Hamilton council approves 2.9% tax increase, but has COVID-19 on its mind
An extensive debate over the budget right now, says one councillor, is like 'living in a bubble'
Hamilton city councillors passed an average 2.9 per cent property tax increase Friday, but not before some councillors wanted to shave it down more, and others said the city has bigger problems to deal with right now.
All but Coun. Terry Whitehead voted in favour of the 2020 operating budget, which will see a $121 annual tax increase for the average home assessed at $380,300. The overall net operating budget is $924 million.
Whitehead wanted to trim the budget more, saying taxpayers already can't afford to pay their taxes, and seniors can barely afford stay in their homes.
Coun. Brad Clark also wanted to see an increase of 2.6 per cent, and "reluctantly" voted for 2.9 per cent.
"I'm not thrilled with the 2.9 per cent, but given what we're facing, given the public health emergency we're under, given the time crunch, I can't in good conscience vote against this budget," said Clark, who represents upper Stoney Creek.
"If we had more time, I'd love to look at other items we might be able to consider. We don't have that."
Coun. Sam Merulla said 2.9 per cent is "a great number to work with," and given the COVID-19 pandemic, it's not the time to debate the budget for hours. Councillors need to get back to their families and communities, and staff back to dealing with the pandemic
"You guys are talking like nothing's happening out there," he said. "Talk about living in a bubble."
"People are dying and we're spinning our wheels here today … Folks, let's put this thing in perspective. Let's get through this day. Let's get this thing approved."
Council also voted to spend $216,000 in 2020 to pay non-union casual part-time workers a living wage, effective July 1.

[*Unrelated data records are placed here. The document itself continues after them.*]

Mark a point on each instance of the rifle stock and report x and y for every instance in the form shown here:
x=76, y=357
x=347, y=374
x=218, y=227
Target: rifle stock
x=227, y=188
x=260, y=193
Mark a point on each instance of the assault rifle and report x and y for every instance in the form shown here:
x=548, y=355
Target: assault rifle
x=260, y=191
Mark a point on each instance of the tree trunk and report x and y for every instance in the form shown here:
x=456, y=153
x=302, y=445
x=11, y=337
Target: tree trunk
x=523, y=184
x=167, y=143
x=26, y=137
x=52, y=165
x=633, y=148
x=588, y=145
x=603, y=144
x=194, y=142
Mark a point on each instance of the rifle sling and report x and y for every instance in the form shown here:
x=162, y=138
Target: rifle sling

Councillors approved the budget while seated at different spots around the council chamber to maintain a two-metre separation between them. After the budget vote, one councillor rushed to visit an ailing parent before Hamilton Health Sciences closed the hospital doors indefinitely to visitors an hour later.
Councillors also voted to amend their procedural bylaw to allow phone-in votes, and to look at waiving interest for 30 days for people late on their tax payments.